"There is hardly anything in medicine where you can save lives of children and save money, too," said Dr. Downs, associate professor of pediatrics and director of Children's Health Services Research. "The results of our cost analysis surprised me. The conditions we are testing are rare but the impacts of these diseases are so enormous that it clearly offsets screening costs."
For the past 40 years all U.S. states and territories have mandated newborn screening for certain disorders that may not otherwise be detected before developmental disability or death occur. The number of disorders tested range from less than 10 in Texas to 53 in the District of Columbia.
Dr. Downs and Dr. Carroll weighed the cost of testing, the cost of treating the disorders and the cost to society if the conditions were not treated early. They factored in false positives and the prevalence of the disorders and eliminated biases favoring newborn screening.
Annually, at least 4 million babies are screened at birth across the U.S. Severe disorders, mostly inborn errors of metabolism, are detected in about 3,000 babies. The most commonly encountered disorder is hypothyroidism. The best known is phenylketonuria (PKU), the first of these disorders to be subjected to widespread screening.
This was the first cost-effectiveness study to examine the prospect of incorporating broad testing using tandem mass spectrometry, a method that can test for several conditions at the same time, also called "multiplexing." The IU School of Medicine researchers focused on eight of the most commonly performed tests and analyzed them as a group. "Increasing the number of tests only made the overall results better because with tandem mass spectrometry you can test for more than fifty disorders simultaneously at very little additional cost," said Dr. Carroll, assistant professor of pediatrics.

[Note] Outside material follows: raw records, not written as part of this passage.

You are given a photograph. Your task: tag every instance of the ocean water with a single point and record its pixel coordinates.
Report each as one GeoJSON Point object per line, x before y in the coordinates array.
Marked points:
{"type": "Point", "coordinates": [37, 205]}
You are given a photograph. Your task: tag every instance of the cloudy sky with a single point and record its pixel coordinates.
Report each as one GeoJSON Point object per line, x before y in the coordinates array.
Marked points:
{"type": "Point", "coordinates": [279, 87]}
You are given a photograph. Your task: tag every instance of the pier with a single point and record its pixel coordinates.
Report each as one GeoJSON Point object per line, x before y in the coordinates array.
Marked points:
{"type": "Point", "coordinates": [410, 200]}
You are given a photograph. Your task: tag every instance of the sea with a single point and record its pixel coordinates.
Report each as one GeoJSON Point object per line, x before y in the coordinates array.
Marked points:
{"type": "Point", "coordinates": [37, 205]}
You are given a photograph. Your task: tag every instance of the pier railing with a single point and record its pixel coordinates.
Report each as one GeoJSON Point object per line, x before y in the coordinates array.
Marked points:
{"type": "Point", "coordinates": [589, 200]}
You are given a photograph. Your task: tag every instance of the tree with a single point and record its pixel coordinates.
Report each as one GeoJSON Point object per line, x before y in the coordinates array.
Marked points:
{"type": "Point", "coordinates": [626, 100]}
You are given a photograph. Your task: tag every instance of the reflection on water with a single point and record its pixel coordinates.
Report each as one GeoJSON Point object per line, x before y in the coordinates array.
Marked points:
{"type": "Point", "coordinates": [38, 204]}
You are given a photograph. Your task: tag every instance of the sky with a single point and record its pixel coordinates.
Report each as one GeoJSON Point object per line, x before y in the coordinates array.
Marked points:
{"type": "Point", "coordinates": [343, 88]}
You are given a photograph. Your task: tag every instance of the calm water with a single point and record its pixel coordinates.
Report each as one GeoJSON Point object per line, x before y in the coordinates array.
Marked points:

The cost of newborn screening is borne by the public health sector -- tests using multiplexing technology cost between $1.90 and $25.00. Benefits of newborn screening are shared by families, insurance companies, healthcare providers and the state, which pays for a portion of Medicaid costs. Of the eight tests analyzed, six were not only cost effective, they were cost saving. Two were cost effective, although not cost saving.
The new analysis assumes that for a newborn screening program to work effectively, it must go beyond testing to include working with the new parents and with the baby's health care providers. The researchers say harnessing the power of information technology can improve the whole system.
"Many doctors have never seen most of the rare disorders that can be identified by newborn screening and need guidance on taking the rapid action needed to be beneficial to these babies to help them grow to adulthood," said Dr. Downs. "We need to determine the most effective way to screen for the amount of money we have to spend. Every dollar we spend on something inefficient is a dollar we can't spend on something else."
"The lack of newborn screening program uniformity across states, new technology which can test for more and more disorders, and the complexity of genetics has led the federal government to convene an expert group and seek advice," said Dr. Downs.
Dr. Carroll added, "A newborn screening program is designed to benefit society as a whole, as well as individuals. Our study shows that it is one of the rare interventions that both improve health and save money."
Dr. Downs and Dr. Carroll are both Regenstrief Institute, Inc. affiliated scientists. This study was funded by the Maternal and Child Health Bureau of the U.S. Department of Health and Human Services through a grant to the American College of Medical Genetics.